Archive | 9:42 am

Blibbidy-bleh blah

20 Jul

Have you ever woken up with a crying headache (you know, the kind you get from crying) for no good reason (you know, because you weren’t actually crying)?  Although, this weekend I’ve been on the verge a couple of times, so maybe I’m getting the side-effects of the crying without the benefits I would get from the actual crying.  I guess the benefits would be letting it all out (you know, like a good cleansing cry).  I’m not sure how beneficial that really is.  Do I really feel good after a good cry?  Is there even such a thing as a good cry?  I think I’m more likely to have a good scream or a good freak out, as far as cleansing benefits go.  I usually don’t have a headache afterwards, at least.  Though there is that pesky guilt thing. 

I’ve been having really strange dreams lately.  Bad dreams.  The kind with random gunmen and family members in mortal danger.  This always happens when I’m anxious about something, even if it has nothing whatsoever to do with a family member.  I always transfer my anxiety to my family.  Unfortunately, it’s not only in my dreams.  I spent the weekend completely devoid of patience and kind of screaming (well, maybe not screaming, but there was definitely some voice-raising) and freaking out.  But not the good, cleansing screaming and freaking out, just the pesky guilt-inducing kind.  Because even though my kids are driving me completely bonkers with their bickering and whining, this isn’t so much beyond the norm so I really have no good reason to get so upset because it’s not about them, it’s about my anxiety which has nothing whatsoever to do with them.  Poor things.
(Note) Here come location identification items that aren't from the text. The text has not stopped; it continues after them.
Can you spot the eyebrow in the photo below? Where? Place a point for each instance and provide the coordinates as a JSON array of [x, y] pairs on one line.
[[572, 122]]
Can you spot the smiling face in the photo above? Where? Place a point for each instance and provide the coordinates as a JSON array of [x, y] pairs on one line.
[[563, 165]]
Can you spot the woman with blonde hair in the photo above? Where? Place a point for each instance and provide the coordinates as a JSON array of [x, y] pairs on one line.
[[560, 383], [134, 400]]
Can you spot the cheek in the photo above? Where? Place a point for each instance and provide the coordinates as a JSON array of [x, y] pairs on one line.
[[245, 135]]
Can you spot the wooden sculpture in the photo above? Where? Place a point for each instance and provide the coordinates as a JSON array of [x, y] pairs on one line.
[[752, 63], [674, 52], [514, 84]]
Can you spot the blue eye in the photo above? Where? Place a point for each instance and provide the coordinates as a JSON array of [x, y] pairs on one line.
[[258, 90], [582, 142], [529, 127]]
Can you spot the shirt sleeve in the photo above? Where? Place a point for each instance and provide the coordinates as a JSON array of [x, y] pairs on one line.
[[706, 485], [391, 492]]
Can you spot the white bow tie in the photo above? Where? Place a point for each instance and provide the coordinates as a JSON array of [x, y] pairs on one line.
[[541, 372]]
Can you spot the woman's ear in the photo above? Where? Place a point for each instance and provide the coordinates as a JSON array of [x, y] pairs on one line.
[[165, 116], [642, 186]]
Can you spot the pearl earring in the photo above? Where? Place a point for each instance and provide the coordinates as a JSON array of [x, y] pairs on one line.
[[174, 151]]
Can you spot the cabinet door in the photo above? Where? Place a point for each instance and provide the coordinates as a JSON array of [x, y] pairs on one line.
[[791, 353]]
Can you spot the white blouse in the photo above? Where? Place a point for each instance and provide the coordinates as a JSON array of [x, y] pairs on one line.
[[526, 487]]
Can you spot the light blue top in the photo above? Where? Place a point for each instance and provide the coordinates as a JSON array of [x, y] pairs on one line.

Speaking of dreams, I had another disturbing dream this weekend in which I noticed Chuck’s chest was completely covered in stubble, like hair that had been removed and was then growing back (I guess that was for those of you who don’t know what stubble is).  Chuck doesn’t have chest hair, which, by the way, I love, and I remember being really angry with him that all these years he did actually have chest hair—like lots of it—and was just constantly removing it so I wouldn’t notice.  I felt betrayed, like I’d never known him at all.

You know what I need?  Closure.  I can’t stand leaving things unresolved.  I don’t like unfinished stories.  I hate those books with the ambiguous endings or that seem to stop in the middle of the story.  I want to know how it continues, how it ends.  I think it’s because it feels incomplete.  You know how I am with the incompleteness. 

One time I discovered that our toy cash register was missing the quarter.  Naturally, I looked for it (and by looked, I mean turned the house upside down), but I never found it.  It’s been like five years since it went missing, and although I still notice it’s gone whenever someone gets out the cash register, it no longer causes me pain.  Not significant pain, at least. 

So I am capable of getting over things.  I am.  I just would rather not have to.